Letters to the Editor
To the Editors
We thank Sokal et al1 for their letter and also for their work in facilitating male circumcision in Africa.
In planning a rapid male circumcision (MC) scale-up program, the Rwanda Ministry of Health reviewed innovations in MC and had received information about the Shang Ring and the PrePex devices, and considered both. Our national goal is a voluntary program to reach 2 million men in 2 years, but 87% of our population live in rural areas with very limited access to clinics equipped for surgery.
We therefore needed a safe nonsurgical means of performing MC, that is, a procedure that is completely bloodless, involves no cutting of live/viable tissue, and requires no penile block (injected local anesthesia) or sterile setting. We also sought a procedure that would be easy to teach low-cadre nurses, with no surgical training, and potentially even community health workers. We opted to study the PrePex device because it had the strongest potential to meet our requirements.
In their letter, Sokal et al1 described both devices as a minimally invasive surgical procedure for MC. However, in our opinion, the PrePex device is altogether nonsurgical and more comparable with the necrotic process by which the umbilical cord is removed after childbirth.
In our study, we found that oral paracetamol (acetaminophen) is useful when there is discomfort that begins about an hour postplacement and lasts for about an hour; but contrary to what is suggested in the letter to the editor, there was no use of or need for injected local anesthesia in any of the more than 1060 PrePex procedures we have performed to date in clinical studies. By contrast, penile block (injected) is required with the Shang Ring because it crushes the foreskin, whereas the PrePex device applies radial compression on the foreskin and causes no pain upon placement. Injection of local anesthesia adds time, complicates the procedure, and reduces the number of patients we will be able to see per day.

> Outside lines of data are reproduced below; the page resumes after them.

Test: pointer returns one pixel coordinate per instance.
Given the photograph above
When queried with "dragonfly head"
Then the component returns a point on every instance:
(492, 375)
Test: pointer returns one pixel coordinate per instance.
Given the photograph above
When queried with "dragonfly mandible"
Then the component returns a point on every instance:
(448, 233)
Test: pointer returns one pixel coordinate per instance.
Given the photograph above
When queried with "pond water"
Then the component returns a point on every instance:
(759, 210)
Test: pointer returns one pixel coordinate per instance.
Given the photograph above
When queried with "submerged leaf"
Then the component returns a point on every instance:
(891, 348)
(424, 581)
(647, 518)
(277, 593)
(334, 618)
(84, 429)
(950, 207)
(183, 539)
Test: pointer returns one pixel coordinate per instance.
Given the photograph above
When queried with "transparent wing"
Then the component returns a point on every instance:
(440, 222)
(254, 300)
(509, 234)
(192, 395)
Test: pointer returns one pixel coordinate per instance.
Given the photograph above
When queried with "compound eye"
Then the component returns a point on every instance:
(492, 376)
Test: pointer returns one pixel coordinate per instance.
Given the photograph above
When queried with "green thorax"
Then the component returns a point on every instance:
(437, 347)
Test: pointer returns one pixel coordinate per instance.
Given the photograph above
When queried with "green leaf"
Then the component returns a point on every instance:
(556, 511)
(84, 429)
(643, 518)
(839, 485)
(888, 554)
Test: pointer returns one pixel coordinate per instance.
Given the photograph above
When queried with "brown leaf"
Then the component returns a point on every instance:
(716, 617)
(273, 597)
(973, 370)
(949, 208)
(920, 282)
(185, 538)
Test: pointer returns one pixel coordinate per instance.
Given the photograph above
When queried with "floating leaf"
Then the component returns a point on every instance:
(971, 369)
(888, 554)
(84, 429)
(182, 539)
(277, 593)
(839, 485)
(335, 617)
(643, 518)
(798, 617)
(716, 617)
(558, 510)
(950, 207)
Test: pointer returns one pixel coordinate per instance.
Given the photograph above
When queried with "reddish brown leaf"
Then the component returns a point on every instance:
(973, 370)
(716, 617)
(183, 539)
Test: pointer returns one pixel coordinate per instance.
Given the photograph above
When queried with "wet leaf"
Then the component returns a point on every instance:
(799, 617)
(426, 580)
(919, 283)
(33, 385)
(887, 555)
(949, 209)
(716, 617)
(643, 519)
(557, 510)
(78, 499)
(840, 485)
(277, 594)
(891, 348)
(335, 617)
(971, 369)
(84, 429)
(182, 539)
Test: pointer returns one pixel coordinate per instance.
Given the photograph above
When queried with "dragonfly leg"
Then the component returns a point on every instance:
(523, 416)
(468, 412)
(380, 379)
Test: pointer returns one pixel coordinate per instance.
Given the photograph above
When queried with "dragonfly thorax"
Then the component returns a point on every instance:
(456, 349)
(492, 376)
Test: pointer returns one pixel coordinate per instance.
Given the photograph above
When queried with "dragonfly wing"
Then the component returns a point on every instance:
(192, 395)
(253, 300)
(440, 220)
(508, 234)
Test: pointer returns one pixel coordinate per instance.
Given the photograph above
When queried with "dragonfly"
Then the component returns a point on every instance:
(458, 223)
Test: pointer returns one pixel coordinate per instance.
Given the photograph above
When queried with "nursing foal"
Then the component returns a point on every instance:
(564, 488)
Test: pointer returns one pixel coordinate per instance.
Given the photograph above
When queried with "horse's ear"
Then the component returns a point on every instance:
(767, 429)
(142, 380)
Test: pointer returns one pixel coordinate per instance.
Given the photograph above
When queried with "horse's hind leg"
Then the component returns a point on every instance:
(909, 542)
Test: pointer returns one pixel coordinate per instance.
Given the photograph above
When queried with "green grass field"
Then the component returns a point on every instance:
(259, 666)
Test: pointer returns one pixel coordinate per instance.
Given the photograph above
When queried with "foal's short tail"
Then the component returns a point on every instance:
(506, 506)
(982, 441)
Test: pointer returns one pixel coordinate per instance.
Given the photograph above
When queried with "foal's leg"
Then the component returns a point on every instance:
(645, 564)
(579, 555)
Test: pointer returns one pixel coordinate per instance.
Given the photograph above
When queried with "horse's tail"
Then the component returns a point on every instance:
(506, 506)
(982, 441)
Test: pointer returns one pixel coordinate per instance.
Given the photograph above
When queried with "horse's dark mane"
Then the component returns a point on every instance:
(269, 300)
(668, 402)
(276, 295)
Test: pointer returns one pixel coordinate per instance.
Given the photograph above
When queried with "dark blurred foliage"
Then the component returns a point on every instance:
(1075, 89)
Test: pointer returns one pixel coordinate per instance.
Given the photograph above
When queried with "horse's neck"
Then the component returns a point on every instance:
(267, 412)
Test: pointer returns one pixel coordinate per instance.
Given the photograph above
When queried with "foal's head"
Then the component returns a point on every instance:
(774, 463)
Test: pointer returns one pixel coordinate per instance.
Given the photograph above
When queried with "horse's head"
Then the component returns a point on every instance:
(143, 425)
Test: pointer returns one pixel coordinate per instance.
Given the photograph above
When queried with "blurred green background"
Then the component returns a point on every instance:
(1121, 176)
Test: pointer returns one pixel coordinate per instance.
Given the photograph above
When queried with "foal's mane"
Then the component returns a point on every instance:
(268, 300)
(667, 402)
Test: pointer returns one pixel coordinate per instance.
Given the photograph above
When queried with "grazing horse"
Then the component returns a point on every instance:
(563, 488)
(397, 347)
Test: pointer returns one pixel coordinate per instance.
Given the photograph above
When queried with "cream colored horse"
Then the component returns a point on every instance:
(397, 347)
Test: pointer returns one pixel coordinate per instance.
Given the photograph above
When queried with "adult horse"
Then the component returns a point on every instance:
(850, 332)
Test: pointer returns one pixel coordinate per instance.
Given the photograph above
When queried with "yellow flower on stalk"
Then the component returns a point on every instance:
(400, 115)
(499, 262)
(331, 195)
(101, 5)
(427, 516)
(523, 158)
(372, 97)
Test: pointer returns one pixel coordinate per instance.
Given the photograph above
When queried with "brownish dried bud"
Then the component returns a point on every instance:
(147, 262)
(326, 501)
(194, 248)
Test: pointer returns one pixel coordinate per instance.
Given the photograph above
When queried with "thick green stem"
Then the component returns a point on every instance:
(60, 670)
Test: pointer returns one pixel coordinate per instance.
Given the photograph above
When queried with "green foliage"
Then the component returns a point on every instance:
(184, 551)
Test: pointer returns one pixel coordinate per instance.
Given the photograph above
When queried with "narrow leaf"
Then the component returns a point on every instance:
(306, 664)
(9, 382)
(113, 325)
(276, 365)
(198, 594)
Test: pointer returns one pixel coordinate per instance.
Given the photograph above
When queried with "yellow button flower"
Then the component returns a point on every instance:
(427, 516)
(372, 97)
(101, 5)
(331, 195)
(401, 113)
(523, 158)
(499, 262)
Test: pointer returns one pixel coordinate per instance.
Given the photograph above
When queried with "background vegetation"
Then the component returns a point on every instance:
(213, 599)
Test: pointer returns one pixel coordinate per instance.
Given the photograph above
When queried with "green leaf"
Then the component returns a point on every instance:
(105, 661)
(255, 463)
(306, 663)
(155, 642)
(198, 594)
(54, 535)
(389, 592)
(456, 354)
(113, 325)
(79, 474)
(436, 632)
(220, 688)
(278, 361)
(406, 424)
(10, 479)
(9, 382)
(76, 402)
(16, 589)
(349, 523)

Both devices offer a safe means of performing MC, but the setting ultimately matters. Rwanda lacks the infrastructure to support even minimally invasive surgery on 4000 men each day, the number required to reach our aforementioned target.
We hope that our research and the research being conducted by Sokal et al will contribute to identifying the optimal means of performing MC in different regions and settings in Africa and in other resource-limited areas, and thereby significantly reducing the spread of HIV.
1. Sokal D, Barone M, Li P, et al.. Minimally invasive male circumcision. J Acquir Immune Defic Snydr. 2012;59:e100.